We now look at two issues in code verification that we've ignored till now: the issues of nontermination and of data abstraction.
Our approach to proving the correctness of programs has been to show that each function obeys its spec assuming that any function calls that happen inside the function obey their specs. However, this doesn't work as nicely as we might expect in the presence of recursion. For example, consider the following two implementations of a list length function:
fun length(lst) = case lst of [] => 0 | _::t => 1 + length(t) |
fun length(lst) = length(lst) |
Clearly, the implementation on the right is not going to work; it's going
to go into an infinite loop. Yet according to our recipe for verification,
this function is correct–it just calls the function length
,
which we're supposed to assume obeys its spec. So in what sense is this
implementation correct? It's what is called partial correctness.
A program is partially correct if whenever it terminates (finishes evaluating), it produces results in accordance with the specification. However, there is no guarantee that it terminates. To put it another way, a partially correct program either fails to terminate or it produces the correct results. If we can show that a partially correct program also terminates, then the program is totally correct: it will always satisfy the spec.
It is possible to extend our vc function to generate preconditions for total correctness, but for most SML code, this is overkill, because it is typically easy to reason about termination in functional programming languages.

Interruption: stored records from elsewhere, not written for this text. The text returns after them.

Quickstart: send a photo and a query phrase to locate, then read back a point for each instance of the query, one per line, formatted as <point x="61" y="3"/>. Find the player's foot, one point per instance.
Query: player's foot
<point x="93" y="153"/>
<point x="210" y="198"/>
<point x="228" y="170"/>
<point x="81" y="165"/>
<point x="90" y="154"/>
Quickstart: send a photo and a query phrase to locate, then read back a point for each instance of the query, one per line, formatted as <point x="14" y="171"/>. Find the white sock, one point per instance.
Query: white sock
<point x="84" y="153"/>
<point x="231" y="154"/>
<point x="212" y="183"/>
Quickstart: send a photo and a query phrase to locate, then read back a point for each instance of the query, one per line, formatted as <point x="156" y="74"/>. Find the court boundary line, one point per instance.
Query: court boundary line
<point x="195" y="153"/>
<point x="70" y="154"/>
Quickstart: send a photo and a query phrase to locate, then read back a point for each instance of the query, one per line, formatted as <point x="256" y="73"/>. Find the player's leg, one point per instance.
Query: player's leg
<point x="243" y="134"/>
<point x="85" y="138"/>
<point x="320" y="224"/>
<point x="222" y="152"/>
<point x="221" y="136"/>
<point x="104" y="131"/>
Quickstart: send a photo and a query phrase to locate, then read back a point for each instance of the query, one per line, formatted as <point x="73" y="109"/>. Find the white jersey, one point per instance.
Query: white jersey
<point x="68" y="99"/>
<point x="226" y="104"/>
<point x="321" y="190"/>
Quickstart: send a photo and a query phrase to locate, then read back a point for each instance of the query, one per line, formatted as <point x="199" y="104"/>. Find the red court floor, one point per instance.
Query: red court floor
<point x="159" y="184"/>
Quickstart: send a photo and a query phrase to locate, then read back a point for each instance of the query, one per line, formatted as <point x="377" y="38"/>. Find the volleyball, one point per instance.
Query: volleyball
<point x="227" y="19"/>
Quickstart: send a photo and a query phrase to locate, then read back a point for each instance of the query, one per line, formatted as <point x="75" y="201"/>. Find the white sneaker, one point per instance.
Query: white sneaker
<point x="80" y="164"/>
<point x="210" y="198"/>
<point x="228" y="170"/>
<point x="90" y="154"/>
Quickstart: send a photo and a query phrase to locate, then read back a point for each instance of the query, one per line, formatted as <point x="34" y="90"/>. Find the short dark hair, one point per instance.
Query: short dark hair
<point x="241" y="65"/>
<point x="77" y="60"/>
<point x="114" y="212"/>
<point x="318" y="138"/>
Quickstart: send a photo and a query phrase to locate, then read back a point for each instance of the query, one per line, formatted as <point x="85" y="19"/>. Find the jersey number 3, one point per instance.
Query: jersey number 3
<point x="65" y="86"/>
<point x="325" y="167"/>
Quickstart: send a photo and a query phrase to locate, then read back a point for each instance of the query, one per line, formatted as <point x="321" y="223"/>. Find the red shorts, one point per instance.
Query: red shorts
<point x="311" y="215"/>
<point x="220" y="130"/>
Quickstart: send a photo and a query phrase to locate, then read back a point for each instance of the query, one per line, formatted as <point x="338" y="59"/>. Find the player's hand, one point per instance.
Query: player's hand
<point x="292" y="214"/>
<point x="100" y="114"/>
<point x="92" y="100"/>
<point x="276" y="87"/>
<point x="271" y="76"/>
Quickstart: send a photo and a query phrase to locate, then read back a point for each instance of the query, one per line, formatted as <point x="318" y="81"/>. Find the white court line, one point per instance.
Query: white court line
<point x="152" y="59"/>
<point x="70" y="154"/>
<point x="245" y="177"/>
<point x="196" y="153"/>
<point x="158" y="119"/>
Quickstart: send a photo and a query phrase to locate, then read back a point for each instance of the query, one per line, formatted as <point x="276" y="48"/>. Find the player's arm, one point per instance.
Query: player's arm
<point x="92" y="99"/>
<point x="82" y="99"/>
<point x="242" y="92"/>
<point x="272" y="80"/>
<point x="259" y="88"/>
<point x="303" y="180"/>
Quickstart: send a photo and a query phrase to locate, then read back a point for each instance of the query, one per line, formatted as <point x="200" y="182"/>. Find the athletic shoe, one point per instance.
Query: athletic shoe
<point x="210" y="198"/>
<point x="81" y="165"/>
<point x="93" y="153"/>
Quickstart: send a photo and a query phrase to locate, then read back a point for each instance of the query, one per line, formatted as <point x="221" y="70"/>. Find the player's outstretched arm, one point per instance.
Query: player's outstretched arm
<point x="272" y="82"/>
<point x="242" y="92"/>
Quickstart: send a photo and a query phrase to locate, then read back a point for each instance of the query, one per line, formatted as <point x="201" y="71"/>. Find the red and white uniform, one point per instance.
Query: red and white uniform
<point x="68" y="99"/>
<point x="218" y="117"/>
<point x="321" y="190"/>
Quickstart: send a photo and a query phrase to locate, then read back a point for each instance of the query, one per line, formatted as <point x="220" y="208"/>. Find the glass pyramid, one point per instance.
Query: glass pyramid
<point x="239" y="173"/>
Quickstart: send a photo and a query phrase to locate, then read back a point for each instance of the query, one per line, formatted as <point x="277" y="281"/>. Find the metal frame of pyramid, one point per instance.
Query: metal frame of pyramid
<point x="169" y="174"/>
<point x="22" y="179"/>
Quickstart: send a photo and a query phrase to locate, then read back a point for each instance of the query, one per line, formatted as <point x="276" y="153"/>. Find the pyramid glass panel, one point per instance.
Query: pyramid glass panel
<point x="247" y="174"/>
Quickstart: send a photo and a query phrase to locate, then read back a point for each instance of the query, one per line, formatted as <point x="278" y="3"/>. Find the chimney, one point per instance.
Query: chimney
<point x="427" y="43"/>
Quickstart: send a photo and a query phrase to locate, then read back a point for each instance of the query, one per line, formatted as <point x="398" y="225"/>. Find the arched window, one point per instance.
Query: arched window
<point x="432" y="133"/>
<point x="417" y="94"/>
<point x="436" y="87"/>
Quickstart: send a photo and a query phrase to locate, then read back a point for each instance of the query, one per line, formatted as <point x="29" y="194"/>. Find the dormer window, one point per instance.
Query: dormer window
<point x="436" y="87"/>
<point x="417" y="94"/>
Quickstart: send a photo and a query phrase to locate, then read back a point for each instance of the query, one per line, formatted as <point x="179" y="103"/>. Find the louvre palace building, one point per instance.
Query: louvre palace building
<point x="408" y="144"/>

The key to proving that a recursive function terminates is to show that the argument to the recursive function gets strictly smaller in some sense whenever there is a recursive call. And further, that the argument cannot keep getting smaller indefinitely. For example, if the argument is always a nonnegative integer, and the recursive call is always to a smaller nonnegative integer, then the recursion must bottom out at some point (at or before zero). This is why we know that the implementation of factorial terminates:
(* Requires: n≥0 * Returns: fact(n) = n! *) fun fact(n) = if n = 0 then 1 else n*fact(n-1)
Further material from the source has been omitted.